What is a Risk-Free Rate of Return?

Alexis W.
Alexis W.
Man climbing a rope
Man climbing a rope

A risk-free rate of return refers to the expected return on investment on an investment that carries no risk. It can be compared with the rate of return on other investments in order to assess whether the rate of return is good enough to justify making such an investment. The rate of return refers to the amount of money that an investor can expect to make on his investment.

Investors invest their money for the purpose of earning returns on it. Returns can come in the form of interest, in the case of a certificate of deposit, savings account or treasury bond. Returns can also come in the form of dividends, which are cash payments issued to shareholders of a company in order to distribute earnings the company has. When a stock is owned, returns can also come from an increase in the value of the stock, which causes the share price to rise.

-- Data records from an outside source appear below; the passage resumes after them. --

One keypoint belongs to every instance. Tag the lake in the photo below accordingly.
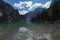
(10, 28)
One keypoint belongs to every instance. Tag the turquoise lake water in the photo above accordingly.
(8, 29)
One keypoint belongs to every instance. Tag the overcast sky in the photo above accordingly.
(24, 6)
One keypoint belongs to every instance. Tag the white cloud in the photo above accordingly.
(34, 6)
(21, 4)
(47, 5)
(23, 12)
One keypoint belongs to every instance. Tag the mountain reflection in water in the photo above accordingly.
(34, 31)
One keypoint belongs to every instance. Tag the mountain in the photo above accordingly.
(51, 14)
(7, 12)
(33, 13)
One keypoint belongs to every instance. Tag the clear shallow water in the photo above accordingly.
(8, 29)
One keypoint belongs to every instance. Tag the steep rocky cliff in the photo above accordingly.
(7, 12)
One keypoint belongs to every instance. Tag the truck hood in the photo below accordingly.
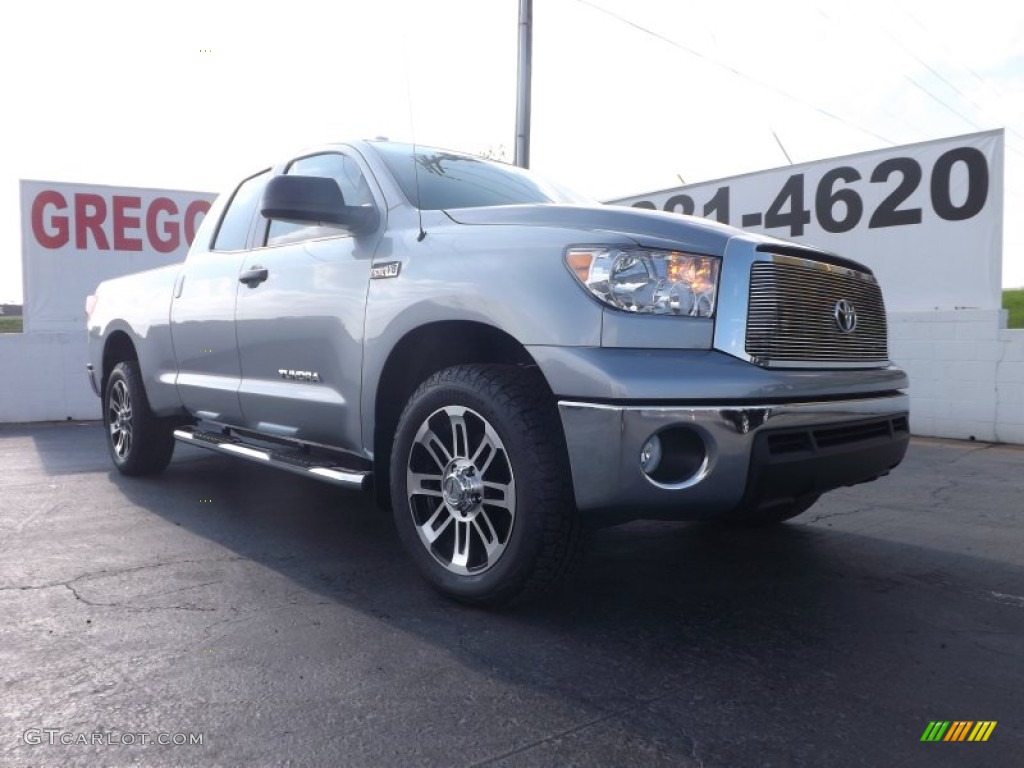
(691, 232)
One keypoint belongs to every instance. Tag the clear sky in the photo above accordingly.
(629, 95)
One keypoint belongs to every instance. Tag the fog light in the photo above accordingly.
(650, 455)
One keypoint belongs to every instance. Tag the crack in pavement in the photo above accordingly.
(108, 572)
(829, 515)
(583, 726)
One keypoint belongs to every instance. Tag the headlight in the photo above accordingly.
(640, 280)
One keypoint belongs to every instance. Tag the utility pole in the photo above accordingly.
(522, 100)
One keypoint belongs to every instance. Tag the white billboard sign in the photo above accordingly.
(75, 236)
(927, 218)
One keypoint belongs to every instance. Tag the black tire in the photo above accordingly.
(506, 493)
(139, 442)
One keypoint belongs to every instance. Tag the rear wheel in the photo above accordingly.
(139, 442)
(481, 484)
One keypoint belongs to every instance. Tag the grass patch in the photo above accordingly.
(1014, 301)
(10, 325)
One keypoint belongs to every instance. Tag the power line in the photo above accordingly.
(734, 71)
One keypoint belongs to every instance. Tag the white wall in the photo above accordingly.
(42, 378)
(967, 375)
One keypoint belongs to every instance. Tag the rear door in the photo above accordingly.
(300, 328)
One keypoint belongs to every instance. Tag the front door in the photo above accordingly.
(299, 321)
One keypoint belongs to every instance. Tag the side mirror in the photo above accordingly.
(314, 200)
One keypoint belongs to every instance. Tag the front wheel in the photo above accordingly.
(139, 442)
(481, 484)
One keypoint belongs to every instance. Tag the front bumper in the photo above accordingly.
(754, 456)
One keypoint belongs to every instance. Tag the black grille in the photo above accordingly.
(792, 315)
(822, 438)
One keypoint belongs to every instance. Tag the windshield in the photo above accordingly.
(440, 179)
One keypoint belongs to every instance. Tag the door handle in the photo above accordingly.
(253, 276)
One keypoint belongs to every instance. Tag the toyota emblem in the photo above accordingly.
(846, 315)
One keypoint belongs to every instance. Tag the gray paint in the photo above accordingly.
(500, 266)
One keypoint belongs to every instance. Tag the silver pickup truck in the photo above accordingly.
(501, 360)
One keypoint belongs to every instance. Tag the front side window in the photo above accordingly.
(233, 229)
(350, 180)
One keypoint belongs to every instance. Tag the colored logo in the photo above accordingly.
(958, 730)
(846, 315)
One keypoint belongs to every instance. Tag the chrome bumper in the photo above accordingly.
(604, 443)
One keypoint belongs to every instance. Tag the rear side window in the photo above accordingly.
(233, 229)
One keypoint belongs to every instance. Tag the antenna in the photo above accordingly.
(412, 128)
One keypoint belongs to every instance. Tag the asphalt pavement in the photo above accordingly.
(251, 617)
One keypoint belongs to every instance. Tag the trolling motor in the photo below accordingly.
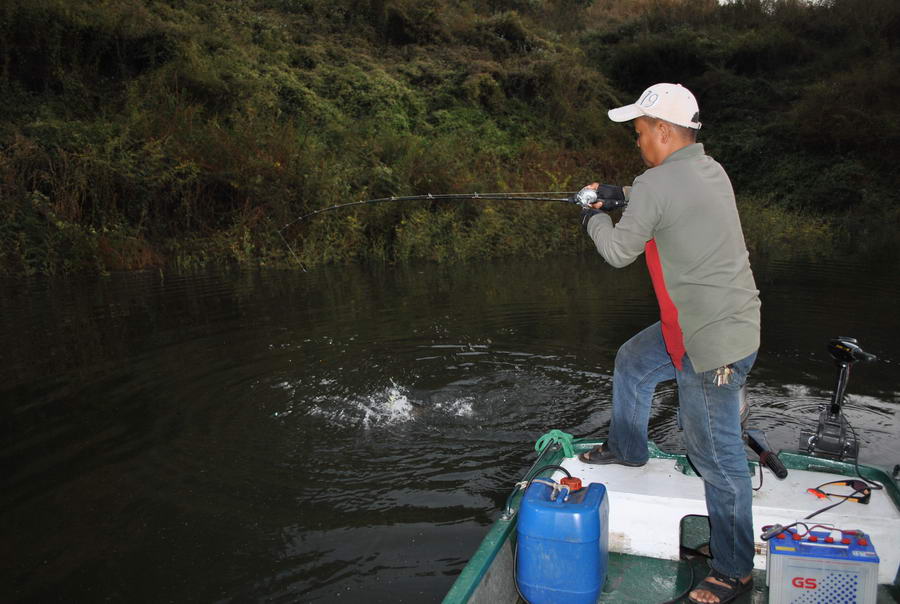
(833, 438)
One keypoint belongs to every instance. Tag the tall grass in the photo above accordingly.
(139, 133)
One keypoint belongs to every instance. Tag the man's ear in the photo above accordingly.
(664, 132)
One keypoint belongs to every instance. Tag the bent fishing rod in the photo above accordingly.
(611, 196)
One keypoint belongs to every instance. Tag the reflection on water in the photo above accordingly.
(349, 433)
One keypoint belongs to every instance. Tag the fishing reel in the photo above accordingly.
(613, 197)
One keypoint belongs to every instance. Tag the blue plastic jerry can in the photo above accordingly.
(563, 544)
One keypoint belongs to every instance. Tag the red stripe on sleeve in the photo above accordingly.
(668, 312)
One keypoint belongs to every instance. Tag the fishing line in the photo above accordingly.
(555, 196)
(611, 196)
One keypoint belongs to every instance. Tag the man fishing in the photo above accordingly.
(681, 215)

The rate of return is one factor investors use when determining what to invest in. When there are two investments, one of which has a higher return on investment or rate of return, it makes sense to invest in the investment vehicle that will provide a higher income or return on the investment. The other important factor, however, is how risky the investment is.

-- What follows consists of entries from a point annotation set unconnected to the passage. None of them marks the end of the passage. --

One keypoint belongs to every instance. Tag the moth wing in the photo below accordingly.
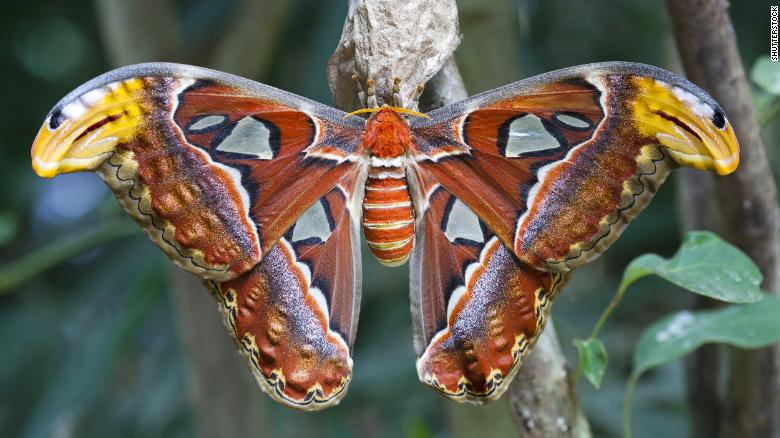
(558, 164)
(294, 315)
(476, 309)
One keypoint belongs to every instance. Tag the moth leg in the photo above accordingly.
(417, 92)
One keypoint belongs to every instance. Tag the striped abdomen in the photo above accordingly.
(388, 218)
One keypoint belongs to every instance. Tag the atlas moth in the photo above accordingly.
(493, 201)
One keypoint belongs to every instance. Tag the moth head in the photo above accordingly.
(80, 133)
(688, 122)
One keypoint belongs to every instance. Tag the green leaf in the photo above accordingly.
(751, 325)
(705, 264)
(593, 359)
(28, 266)
(766, 74)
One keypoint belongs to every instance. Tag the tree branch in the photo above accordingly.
(697, 209)
(707, 44)
(542, 399)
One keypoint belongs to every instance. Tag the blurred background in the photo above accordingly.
(90, 328)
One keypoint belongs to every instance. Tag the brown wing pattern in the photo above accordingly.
(214, 168)
(476, 309)
(294, 315)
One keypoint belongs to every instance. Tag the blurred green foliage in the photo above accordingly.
(90, 346)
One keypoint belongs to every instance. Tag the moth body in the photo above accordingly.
(388, 217)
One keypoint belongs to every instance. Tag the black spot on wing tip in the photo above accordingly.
(719, 120)
(55, 119)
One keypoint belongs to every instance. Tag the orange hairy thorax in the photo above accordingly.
(388, 217)
(387, 134)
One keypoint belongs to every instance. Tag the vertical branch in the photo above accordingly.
(542, 399)
(707, 44)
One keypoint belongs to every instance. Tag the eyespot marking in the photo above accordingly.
(313, 224)
(206, 122)
(461, 223)
(572, 121)
(719, 120)
(528, 134)
(249, 136)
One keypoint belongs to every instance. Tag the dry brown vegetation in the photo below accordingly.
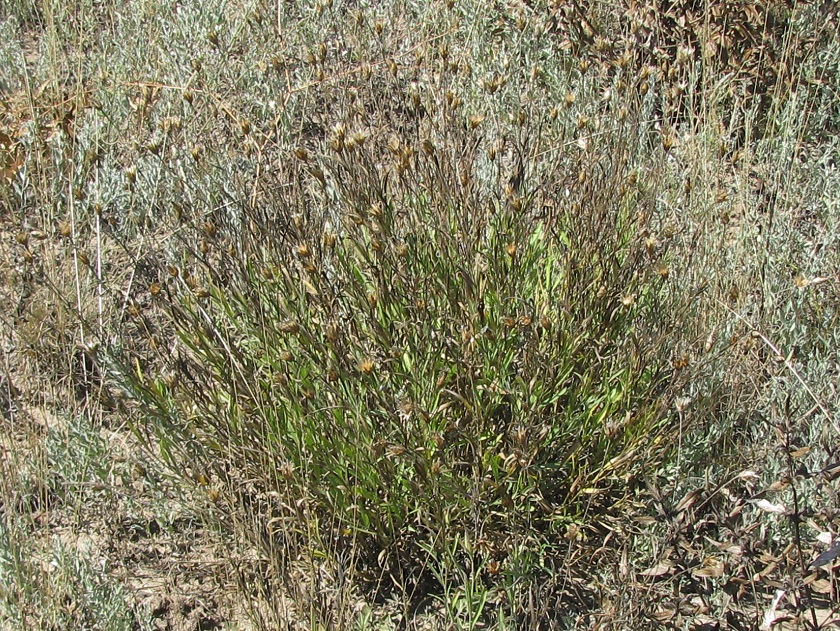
(442, 315)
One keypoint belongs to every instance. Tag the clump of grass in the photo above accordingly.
(417, 360)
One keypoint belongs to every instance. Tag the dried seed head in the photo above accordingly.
(288, 326)
(475, 120)
(209, 228)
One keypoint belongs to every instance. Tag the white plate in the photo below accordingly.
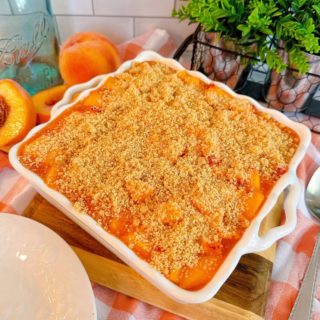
(41, 278)
(250, 241)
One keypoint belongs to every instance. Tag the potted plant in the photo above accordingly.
(233, 28)
(282, 33)
(297, 32)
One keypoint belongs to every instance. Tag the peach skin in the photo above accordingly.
(86, 55)
(17, 113)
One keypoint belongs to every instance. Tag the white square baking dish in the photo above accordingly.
(250, 241)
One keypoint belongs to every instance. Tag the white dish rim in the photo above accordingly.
(250, 241)
(79, 287)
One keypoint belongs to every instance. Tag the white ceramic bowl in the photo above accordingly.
(250, 241)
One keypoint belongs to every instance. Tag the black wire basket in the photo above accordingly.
(298, 96)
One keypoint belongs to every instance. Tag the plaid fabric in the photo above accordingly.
(293, 252)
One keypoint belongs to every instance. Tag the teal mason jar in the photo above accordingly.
(28, 45)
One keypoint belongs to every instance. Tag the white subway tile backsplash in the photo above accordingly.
(179, 30)
(153, 8)
(117, 29)
(83, 7)
(4, 7)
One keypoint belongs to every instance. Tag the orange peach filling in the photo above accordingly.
(173, 167)
(4, 110)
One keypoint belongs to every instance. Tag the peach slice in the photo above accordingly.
(46, 99)
(17, 113)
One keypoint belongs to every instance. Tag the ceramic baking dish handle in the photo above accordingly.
(73, 90)
(290, 208)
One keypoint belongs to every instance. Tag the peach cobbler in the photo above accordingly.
(172, 166)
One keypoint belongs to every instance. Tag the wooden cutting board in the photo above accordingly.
(243, 296)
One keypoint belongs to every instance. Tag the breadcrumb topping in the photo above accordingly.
(168, 156)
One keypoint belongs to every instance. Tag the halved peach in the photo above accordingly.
(17, 112)
(46, 99)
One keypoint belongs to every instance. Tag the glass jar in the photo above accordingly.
(28, 45)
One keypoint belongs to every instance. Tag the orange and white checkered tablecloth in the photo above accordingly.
(293, 252)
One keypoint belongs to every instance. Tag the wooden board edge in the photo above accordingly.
(125, 280)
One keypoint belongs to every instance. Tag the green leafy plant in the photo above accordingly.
(262, 28)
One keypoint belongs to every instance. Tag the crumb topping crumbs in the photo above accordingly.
(169, 157)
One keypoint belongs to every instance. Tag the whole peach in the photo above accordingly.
(85, 55)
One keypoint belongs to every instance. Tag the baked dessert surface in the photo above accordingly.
(172, 166)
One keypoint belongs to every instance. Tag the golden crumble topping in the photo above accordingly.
(164, 162)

Nearly every investment has some degree of risk. The risk refers to the chance that some or all of the money will be lost. With a stock, for example, the risk is that the share price will decrease or that the company will go bankrupt and the shares will end up being worth nothing, resulting in a complete loss of the investment. With bonds, the risk is that the bondholder will default.

Higher risk investments must have a higher rate of return to be worth purchasing. Low risk investments, such as savings accounts, on the other hand, can offer a lower interest rate since there is little to no risk of the investor losing the money he has put in. A risk-free rate of return thus refers to the return on investment in an investment that has zero risk.

In reality, a risk-free rate of return is a hypothetical concept. There are essentially no investments in which there is absolutely zero risk of loss. In generally accepted terms, the risk-free rate of return is determined by evaluating the rate of return paid on a three-month United States Treasury bill within the United States. Since a Treasury bill is a loan to the US government, there is little risk of default and thus the investment is considered to be one of the lowest risk investments available and the closest thing to a risk-free rate of return possible.